Не всё в идее Ивана "диалектика". Его любовь к "клейким листочкам" и к "дорогим могилам" позже входит в соприкосновение с поучениями старца Зосимы, с "гимном" Мити, с настроениями Алеши.

В таком сложном и противоречивом сопряжении книжной мудрости и глубокого понимания жизни предстает в романе идея Ивана: она недосказана героем, способна к бесконечному изменению, точнее — развитию.

Важное значение в развитии общей концепции романа имеют фантастические сцены. В фантастических снах происходит соприкосновение разных миров. Это особые сны. Ранее в романах Достоевского сны были просто фантастическими, теперь они стали чудодейственными. Каждый такой сон — духовное перерождение героя. В главе "Кана Галилейская" Алеша видит во сне Христа, умершего старца Зосиму и ангелов. Духовный переворот переживает в пророческом сне Митя (главе "Дитё"). Во сне является Ивану Федоровичу черт, и герой присматривается к нему, как будто смотрится в зеркало: черт напоминает ему его забавы, рассказывает его же анекдоты, повторяет его слова (главы IX "Черт. Кошмар Ивана Федоровича" и X "Это он говорил!").

В фантастических снах четко разделены сон и явь: герой знает, что видит сон, но переживает всё реально, как будто всё происходит на самом деле. В кошмаре герой теряет различие между явью и сном. Так, все события в главе "Черт. Кошмар Ивана Федоровича" разворачиваются в сознании Ивана Карамазова. И сам он, и черт — персонажи его сна: в болезненном состоянии он видит художественную картину, фантастическую сцену — визит к нему черта. В подсказке этого внимательному читателю состоит художественная функция названия главы ("кошмар"), несовпадение деталей сна и реальности. Так, в IX главе Иван намочил полотенце, приложил его к голове, через некоторое время отбросил на стул. На самом же деле в Х главе полотенце лежит "у туалетного столика Ивана, чистое, еще сложенное и не употребленное". Или: "Иван вдруг схватил со стола стакан и с размаху пустил в оратора", на деле же — очнувшийся Иван видит, что "стакан, который он только что бросил в своего гостя, стоял перед ним на столе". На той же странице две внешне противоречивые фразы.
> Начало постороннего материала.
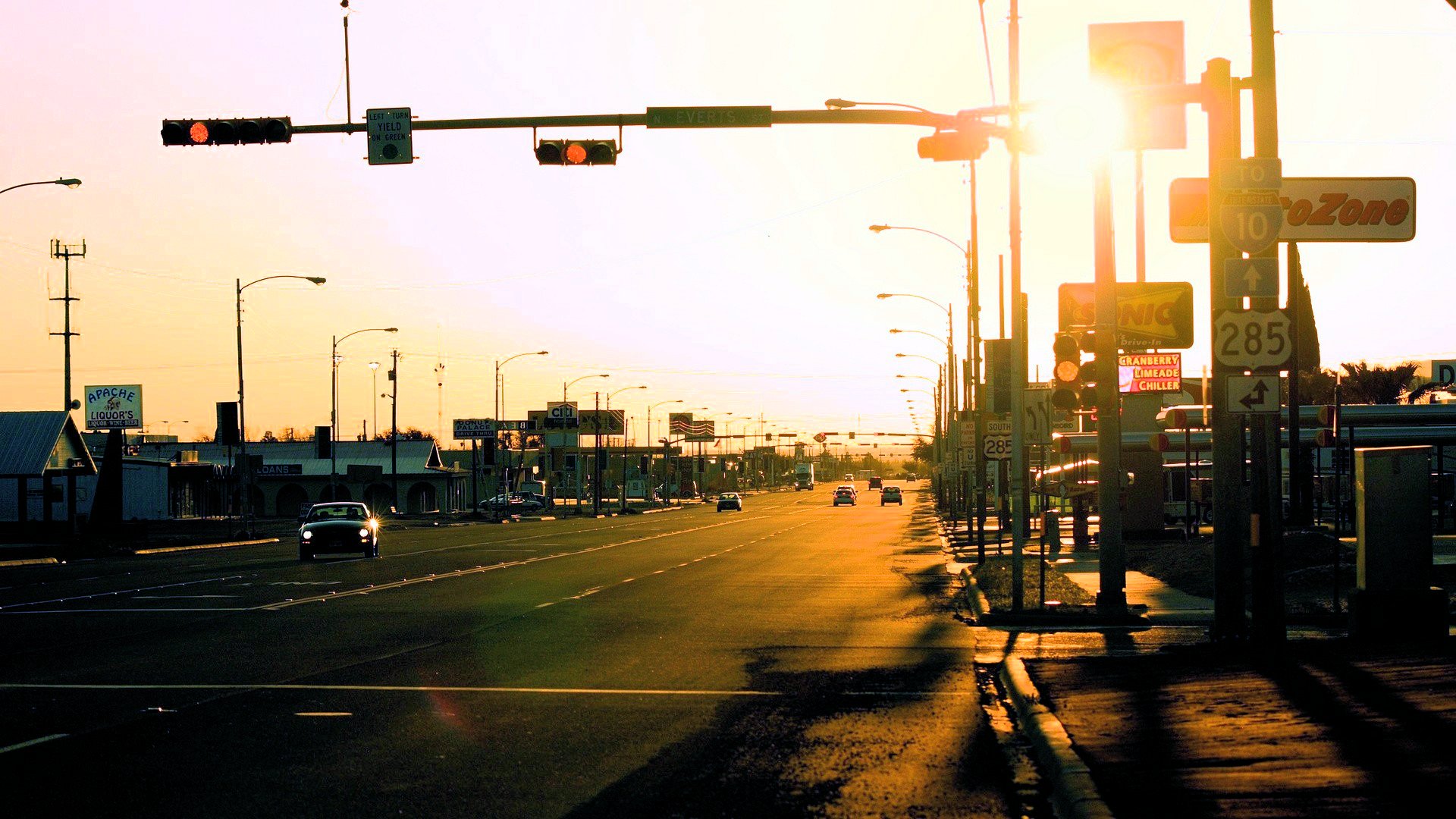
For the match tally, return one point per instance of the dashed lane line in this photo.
(452, 689)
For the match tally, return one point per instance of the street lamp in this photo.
(973, 338)
(242, 413)
(373, 368)
(72, 184)
(334, 407)
(500, 404)
(564, 387)
(500, 384)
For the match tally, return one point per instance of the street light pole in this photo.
(500, 401)
(72, 184)
(242, 414)
(373, 368)
(334, 409)
(623, 442)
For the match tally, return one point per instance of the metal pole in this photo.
(1018, 457)
(1111, 560)
(1269, 556)
(334, 422)
(1229, 506)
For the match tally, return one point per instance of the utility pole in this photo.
(394, 428)
(60, 251)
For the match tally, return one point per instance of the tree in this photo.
(1372, 384)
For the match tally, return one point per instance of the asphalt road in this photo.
(794, 659)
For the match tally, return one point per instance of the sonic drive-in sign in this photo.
(1149, 314)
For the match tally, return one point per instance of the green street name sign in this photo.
(711, 117)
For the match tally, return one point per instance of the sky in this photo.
(730, 270)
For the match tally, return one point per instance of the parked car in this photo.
(338, 528)
(514, 503)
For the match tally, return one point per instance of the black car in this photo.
(338, 528)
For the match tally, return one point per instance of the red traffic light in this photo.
(226, 131)
(577, 152)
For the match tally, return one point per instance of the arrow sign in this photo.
(1256, 397)
(1256, 278)
(1253, 394)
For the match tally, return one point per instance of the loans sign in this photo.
(1313, 209)
(1149, 314)
(114, 407)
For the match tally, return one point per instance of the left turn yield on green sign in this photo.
(391, 136)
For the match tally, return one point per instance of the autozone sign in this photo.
(1147, 314)
(1316, 209)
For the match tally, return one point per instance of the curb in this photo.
(1074, 793)
(207, 547)
(30, 561)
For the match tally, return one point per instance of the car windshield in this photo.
(337, 513)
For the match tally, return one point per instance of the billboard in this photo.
(683, 425)
(114, 407)
(601, 422)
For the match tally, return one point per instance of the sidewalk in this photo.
(1156, 720)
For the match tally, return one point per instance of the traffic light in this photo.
(577, 152)
(1066, 373)
(1094, 373)
(226, 131)
(954, 146)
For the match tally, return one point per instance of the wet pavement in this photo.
(1156, 720)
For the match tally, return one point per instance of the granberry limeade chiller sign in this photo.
(117, 407)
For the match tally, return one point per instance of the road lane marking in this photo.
(682, 564)
(462, 689)
(492, 567)
(118, 592)
(28, 744)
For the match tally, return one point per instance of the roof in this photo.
(416, 457)
(39, 442)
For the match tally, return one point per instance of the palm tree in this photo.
(1372, 384)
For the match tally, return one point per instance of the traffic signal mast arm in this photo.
(848, 117)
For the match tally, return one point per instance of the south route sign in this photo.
(1257, 340)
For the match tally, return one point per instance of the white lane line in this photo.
(28, 744)
(184, 596)
(463, 689)
(120, 592)
(131, 611)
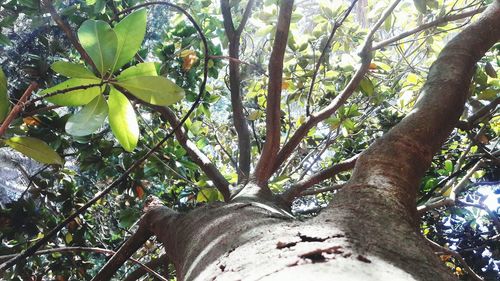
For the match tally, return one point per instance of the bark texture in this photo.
(369, 231)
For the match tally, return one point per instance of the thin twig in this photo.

Первая: "В раму окна вдруг раздался со двора твердый и настойчивый стук. Иван Федорович вскочил с дивана". Вторая: "Стук продолжался. Иван хотел было кинуться к окну; но что-то как бы вдруг связало ему ноги и руки. Изо всех сил он напрягался как бы порвать свои путы. Стук в окно усиливался всё больше и громче. Наконец вдруг порвались путы, и Иван Федорович вскочил на диване. Он дико осмотрелся". Дважды в одном месте повторяется одно и то же действие, но первый раз во сне, второй раз — во время пробуждения. Сцена свидания Ивана с чертом названа сном самим Достоевским: "Стук в оконную раму хотя и продолжался настойчиво, но совсем не так громко, как сейчас только мерещилось ему во сне, напротив, очень сдержанно".

Когда Иван третирует черта: "Ты моя галлюцинация", он хотел бы, чтобы было так; он пытается бороться с наступающей душевной болезнью ("белой горячкой"); он с тревогой запомнил диагноз врача: "галлюцинации в вашем состоянии очень возможны". На деле же его "галлюцинация" — сон, кошмар героя. Он предварен "смешным" сном Лизы Хохлаковой о чертях, но оказывается, и у Алеши "бывал этот самый сон". Лиза поражена: "Не сон важен, а то, что вы могли видеть этот же самый сон, как и я". Есть в этих снах разных героев нечто общее, что ставит в один ряд и Лизу, и Алешу, и Ивана: в них жизнь человека предстает как "игра с чертями", как балансирование меж двух бездн — захватывающее дух двойничество. Сны Лизы и Алеши — экспозиция будущего кошмара Ивана, где та же "игра", но не с чертями, а с чертом.